The $5,000,000,000 set aside for Obamacare's high risk pools has dried up. I know this is a shocker to learn that a government program would run out of money, but never in a million years did they think that enrollment in this program would end up being what it is. (yes, that was sarcasm) So effective February 16th the federal government shut down their pool and states who were running their own pools shut down on March 3rd. Most IB readers knew this was coming. It was just a matter of when.

Here in the Buckeye State PCIP has been an ongoing battle. We've had a long standing feud between our Department of Insurance and HHS. Before funding dried up we had to deal with eligibility and rating issues. Last week, Ohio Insurance Commissioner Mary Taylor provided testimony to the Energy and Commerce Health Committee on PCIP and the trials they've had with HHS. Ohio set up their own High Risk Pool through Medical Mutual of Ohio.
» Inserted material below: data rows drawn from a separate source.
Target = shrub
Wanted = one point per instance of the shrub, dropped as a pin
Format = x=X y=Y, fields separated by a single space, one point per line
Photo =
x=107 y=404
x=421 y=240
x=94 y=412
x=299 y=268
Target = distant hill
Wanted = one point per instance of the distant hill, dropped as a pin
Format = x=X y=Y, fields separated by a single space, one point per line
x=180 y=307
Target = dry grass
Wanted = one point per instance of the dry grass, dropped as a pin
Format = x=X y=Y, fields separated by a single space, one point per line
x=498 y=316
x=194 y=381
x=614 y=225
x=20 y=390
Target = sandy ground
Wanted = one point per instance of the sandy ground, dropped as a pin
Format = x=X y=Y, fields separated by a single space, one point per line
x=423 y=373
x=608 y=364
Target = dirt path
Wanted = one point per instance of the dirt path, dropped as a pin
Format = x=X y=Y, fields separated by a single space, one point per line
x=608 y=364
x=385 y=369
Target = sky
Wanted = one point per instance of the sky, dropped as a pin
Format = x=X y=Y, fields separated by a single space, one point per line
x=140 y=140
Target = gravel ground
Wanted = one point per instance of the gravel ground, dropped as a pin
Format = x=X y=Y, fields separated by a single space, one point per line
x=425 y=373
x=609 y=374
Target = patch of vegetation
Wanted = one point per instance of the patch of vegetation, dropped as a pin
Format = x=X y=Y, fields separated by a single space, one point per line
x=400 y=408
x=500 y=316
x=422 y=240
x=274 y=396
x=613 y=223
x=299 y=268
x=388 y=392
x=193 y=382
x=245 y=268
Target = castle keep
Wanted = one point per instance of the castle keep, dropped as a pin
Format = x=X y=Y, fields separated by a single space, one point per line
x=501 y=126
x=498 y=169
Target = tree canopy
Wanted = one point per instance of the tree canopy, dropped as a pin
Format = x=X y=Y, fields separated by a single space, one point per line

It was funded by HHS but ODI was supposed to retain general authority over the pool including consumer appeals, rates, and eligibility. Ms. Taylor was very blunt in her testimony when she said:

"The ACA mandated high risk pool programs were often times just a heavy handed and bureaucratic extension of the federal government. The poor management of the program led to their unsustainability and, ultimately, the untimely decision to close enrollment in the program earlier this year."
So, what were the "heavy handed" things HHS did?

Back in 2011 the insurer, MMO, submitted rates with a 3% increase for the $2500 deductible plan and a 17% increase for the $1500 deductible plan. ODI reviewed and justified the rate increases. HHS refused to approve the rates and directed MMO to artifically reduce the rate increase on the $1500 plan and inflate the rates of the $2500 plan. Doing this can cause solvency issues and encourages adverse selection.

The second issue followed shortly thereafter and ended up in a lawsuit. This revolved around enrollment of individuals into PCIP who had previously been in limited benefit plans. Obamacare states that Mini-Meds are NOT creditable insurance plans, but for PCIP enrollment HHS considered these plans creditable. Once again HHS overstepped into what was supposed to be a state regulators authority and forced MMO's hand to determine these people ineligible. Even worse they forced people already enrolled out of PCIP.

With federal regulators overstepping their bounds at every turn its no wonder why states are refusing to set up exchanges. In the end the feds want total control. Exchanges and subsidies will be dictated by HHS and rationing and price fixing will dominate health care.

This would be so comical if it weren't so real.